Sequence of buy and sell executions as well as hidden executions

!['Executions'](../data/images/AAPL_Executions.png)

A closer look:

!['Zoomed Executions'](../data/images/AAPL_Executions_Zoom.png)

In [11]:

graph_bbo_data = [ask_line_trace, bid_line_trace, ask_2_line_trace, bid_2_line_trace, ask_3_line_trace, bid_3_line_trace, ask_4_line_trace, bid_4_line_trace, ask_5_line_trace, bid_5_line_trace, mid_trace]

# Configure layout
layout = go.Layout(title='AAPL Full Depth',
                   xaxis=dict(title='Time', linecolor='black'),
                   yaxis=dict(title='Price', linecolor='black'),
                   height=750)

# Create figure
fig = go.Figure(data=graph_bbo_data, layout=layout)

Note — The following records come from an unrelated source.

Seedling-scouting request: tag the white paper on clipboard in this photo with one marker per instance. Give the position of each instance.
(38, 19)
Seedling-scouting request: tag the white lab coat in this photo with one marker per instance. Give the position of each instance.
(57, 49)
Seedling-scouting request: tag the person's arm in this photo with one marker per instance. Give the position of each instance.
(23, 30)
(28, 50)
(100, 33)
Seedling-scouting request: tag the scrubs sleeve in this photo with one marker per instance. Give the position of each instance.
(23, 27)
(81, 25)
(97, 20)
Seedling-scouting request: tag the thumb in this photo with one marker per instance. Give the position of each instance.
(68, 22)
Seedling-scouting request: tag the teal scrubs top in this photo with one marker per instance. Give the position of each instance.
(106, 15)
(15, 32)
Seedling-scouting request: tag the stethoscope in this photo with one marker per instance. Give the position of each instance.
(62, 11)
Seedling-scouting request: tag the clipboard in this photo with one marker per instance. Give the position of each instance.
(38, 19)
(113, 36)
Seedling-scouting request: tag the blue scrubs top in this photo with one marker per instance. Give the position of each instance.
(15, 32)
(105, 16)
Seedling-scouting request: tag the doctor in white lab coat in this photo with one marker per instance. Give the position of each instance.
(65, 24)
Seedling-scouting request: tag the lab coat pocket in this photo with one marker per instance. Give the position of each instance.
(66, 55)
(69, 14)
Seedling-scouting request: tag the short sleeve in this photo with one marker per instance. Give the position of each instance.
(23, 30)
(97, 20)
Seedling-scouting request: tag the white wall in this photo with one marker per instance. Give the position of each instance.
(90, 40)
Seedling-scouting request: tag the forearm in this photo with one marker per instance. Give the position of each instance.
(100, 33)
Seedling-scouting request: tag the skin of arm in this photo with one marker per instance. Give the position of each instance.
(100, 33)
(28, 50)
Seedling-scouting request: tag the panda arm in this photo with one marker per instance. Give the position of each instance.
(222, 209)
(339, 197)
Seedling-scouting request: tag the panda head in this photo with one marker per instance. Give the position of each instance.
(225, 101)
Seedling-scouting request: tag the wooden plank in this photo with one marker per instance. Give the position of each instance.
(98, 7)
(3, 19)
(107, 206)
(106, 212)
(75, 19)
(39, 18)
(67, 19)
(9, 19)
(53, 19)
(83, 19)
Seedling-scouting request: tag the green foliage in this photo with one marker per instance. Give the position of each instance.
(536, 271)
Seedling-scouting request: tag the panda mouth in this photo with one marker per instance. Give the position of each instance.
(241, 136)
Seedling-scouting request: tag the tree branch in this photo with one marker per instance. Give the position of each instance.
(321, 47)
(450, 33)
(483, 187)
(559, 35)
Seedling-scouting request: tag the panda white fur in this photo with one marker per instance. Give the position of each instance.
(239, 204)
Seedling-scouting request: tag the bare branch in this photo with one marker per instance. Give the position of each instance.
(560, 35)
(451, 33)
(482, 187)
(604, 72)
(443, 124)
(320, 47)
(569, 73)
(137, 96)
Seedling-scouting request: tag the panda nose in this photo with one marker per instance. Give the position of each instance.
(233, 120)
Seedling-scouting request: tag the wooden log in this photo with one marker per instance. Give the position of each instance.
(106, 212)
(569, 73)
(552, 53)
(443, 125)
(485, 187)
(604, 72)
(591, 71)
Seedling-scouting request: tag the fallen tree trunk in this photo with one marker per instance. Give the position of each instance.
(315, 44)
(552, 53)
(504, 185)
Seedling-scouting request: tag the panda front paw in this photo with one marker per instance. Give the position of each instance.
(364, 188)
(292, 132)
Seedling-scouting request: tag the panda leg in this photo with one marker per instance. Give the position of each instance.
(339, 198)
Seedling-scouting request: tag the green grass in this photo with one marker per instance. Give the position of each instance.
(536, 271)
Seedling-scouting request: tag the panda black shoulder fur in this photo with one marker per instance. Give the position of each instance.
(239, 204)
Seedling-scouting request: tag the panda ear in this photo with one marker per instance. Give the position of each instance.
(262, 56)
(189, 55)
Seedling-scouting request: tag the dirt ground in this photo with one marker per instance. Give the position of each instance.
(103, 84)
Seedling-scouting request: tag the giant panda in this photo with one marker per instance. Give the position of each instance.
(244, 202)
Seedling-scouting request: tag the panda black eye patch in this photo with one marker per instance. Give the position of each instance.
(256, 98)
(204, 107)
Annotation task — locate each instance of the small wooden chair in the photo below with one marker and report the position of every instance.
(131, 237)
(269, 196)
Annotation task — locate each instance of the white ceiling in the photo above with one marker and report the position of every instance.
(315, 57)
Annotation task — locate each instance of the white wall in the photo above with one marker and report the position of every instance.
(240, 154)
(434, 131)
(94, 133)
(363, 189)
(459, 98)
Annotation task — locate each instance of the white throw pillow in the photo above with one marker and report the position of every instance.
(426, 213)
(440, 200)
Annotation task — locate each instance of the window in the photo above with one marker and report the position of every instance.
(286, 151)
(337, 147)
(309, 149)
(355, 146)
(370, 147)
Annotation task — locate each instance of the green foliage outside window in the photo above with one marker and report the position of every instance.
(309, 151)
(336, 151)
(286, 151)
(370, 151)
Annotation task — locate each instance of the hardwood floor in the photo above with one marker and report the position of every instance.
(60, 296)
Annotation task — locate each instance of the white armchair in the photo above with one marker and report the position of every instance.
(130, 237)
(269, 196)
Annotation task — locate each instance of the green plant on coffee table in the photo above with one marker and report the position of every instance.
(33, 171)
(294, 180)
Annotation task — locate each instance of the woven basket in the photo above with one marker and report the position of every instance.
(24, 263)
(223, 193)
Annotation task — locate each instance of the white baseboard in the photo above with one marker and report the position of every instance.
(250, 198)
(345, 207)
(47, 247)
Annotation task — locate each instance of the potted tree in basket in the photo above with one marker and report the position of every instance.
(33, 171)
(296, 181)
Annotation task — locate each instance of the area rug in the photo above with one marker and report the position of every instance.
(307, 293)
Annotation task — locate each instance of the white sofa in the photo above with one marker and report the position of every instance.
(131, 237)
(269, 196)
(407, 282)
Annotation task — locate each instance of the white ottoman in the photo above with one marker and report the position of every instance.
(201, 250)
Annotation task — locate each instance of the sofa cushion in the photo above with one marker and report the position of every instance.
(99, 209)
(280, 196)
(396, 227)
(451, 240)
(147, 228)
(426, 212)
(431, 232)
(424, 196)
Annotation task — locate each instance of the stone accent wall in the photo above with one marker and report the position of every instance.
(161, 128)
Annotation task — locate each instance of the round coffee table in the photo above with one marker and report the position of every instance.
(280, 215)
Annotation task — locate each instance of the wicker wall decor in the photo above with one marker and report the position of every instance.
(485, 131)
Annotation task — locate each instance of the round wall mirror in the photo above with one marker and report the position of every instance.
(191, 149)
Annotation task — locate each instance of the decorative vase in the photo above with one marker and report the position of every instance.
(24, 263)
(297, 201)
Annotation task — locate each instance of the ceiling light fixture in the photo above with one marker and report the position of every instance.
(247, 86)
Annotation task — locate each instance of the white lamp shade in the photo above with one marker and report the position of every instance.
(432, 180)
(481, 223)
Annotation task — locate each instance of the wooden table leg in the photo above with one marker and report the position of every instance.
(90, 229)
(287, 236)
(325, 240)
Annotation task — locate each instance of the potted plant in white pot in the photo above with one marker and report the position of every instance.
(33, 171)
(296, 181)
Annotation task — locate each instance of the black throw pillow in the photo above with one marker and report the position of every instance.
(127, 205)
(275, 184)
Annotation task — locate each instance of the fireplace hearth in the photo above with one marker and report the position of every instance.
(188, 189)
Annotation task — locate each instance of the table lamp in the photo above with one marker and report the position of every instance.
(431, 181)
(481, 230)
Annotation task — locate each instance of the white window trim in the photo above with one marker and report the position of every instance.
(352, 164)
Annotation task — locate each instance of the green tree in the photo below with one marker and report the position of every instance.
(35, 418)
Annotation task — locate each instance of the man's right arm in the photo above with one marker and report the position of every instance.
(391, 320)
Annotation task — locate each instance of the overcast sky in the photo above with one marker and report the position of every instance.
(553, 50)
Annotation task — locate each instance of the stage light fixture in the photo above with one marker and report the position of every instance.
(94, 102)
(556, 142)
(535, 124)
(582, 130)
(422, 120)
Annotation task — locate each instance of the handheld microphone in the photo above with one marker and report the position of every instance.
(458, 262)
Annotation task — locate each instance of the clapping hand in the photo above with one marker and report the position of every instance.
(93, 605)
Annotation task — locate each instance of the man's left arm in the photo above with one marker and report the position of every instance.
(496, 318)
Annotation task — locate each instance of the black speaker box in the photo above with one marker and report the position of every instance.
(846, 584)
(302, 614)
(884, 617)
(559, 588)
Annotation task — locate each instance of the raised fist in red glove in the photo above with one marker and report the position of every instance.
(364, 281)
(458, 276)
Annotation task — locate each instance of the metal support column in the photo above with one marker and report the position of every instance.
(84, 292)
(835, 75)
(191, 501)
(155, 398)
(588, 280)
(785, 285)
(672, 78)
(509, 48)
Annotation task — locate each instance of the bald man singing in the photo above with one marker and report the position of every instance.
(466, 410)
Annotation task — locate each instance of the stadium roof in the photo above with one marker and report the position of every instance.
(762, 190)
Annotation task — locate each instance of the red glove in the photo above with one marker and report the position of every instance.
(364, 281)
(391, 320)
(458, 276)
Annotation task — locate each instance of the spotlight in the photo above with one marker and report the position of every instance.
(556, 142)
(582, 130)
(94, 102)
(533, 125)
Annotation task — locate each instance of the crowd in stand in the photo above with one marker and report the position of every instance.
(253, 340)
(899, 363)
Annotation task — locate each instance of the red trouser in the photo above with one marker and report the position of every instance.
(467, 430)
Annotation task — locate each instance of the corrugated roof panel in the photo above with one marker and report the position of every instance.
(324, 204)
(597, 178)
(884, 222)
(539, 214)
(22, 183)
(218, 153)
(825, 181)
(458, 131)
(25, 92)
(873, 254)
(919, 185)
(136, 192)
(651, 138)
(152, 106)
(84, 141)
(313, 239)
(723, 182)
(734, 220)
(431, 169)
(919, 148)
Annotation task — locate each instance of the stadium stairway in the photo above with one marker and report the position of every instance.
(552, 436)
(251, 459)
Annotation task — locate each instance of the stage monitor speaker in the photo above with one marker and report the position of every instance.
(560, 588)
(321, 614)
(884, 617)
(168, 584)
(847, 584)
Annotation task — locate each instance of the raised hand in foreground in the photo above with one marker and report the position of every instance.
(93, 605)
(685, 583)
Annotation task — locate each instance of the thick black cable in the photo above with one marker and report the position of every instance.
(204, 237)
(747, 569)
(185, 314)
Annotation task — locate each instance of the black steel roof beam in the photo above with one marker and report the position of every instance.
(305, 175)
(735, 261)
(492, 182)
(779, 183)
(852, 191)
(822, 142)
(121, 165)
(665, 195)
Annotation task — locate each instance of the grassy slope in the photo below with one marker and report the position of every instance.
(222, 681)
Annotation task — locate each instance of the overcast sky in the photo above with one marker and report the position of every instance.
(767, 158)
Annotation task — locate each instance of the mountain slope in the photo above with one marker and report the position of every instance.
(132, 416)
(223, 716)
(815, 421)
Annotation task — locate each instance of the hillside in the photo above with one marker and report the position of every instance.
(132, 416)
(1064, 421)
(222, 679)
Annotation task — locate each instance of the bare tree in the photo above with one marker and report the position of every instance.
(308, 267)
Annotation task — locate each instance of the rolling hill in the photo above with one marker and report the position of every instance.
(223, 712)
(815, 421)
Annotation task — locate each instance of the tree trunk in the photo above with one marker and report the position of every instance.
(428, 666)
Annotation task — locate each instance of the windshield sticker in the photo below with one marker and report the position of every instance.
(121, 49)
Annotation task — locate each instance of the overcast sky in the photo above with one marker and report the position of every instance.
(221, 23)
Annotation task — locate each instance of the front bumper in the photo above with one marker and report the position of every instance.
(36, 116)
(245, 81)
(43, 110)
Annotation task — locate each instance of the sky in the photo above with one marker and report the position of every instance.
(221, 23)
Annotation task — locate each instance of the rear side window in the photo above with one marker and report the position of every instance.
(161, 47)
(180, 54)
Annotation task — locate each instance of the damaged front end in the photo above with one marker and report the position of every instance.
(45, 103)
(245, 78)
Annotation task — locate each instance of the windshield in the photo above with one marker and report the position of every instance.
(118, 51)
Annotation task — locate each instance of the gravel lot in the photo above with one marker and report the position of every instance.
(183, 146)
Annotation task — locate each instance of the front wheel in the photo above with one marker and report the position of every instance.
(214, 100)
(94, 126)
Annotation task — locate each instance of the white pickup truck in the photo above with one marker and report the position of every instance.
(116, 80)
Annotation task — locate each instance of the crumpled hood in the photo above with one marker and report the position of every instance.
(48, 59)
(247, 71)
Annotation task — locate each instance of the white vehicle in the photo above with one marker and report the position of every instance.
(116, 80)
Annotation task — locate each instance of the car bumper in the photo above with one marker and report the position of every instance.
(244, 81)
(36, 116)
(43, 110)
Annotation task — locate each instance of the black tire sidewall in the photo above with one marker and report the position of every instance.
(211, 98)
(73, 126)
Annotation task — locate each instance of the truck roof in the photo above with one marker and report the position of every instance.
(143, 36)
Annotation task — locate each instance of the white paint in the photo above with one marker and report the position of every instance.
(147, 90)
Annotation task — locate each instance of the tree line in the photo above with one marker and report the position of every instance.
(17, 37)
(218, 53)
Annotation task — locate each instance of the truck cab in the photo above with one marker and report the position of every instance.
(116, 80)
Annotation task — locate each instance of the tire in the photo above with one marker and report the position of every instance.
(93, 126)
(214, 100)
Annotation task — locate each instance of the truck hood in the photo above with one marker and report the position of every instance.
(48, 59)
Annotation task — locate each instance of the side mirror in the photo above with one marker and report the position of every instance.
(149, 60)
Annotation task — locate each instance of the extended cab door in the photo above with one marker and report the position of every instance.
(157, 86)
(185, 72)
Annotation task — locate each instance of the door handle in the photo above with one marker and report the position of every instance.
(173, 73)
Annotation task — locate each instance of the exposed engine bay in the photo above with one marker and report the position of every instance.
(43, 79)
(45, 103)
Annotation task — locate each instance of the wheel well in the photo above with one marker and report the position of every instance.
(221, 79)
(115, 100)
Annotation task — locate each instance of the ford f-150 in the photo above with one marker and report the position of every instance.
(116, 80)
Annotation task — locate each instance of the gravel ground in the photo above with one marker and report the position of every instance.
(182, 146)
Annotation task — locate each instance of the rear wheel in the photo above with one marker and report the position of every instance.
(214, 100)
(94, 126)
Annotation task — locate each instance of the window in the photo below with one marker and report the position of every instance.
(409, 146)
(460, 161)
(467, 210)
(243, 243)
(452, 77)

#pio.write_image(fig, 'AAPL_Full_Depth.png', format='png', scale=1, width=1400, height=800)
#fig.show()

All 5 bid and ask levels:

!['All 5 bid and ask levels'](../data/images/AAPL_Full_Depth.png)

A closer look:

!['Closer Look'](../data/images/AAPL_Full_Depth_Zoom.png)

In [12]:
# compare to LOBSTER Orderbook file

from plotly.subplots import make_subplots

data = pd.read_csv("../data/lobster/AAPL_2012-06-21_34200000_57600000_orderbook_1.csv", names=['Ask_1', 'Ask_1_Vol', 'Bid_1', 'Bid_1_Vol'])
data.Ask_1 = data.Ask_1/10000
data.Bid_1 = data.Bid_1/10000
# trim to roughly the same time frame
data = data[:8750]
lb_bids = data.drop(columns=['Ask_1', 'Ask_1_Vol'])
lb_asks = data.drop(columns=['Bid_1', 'Bid_1_Vol'])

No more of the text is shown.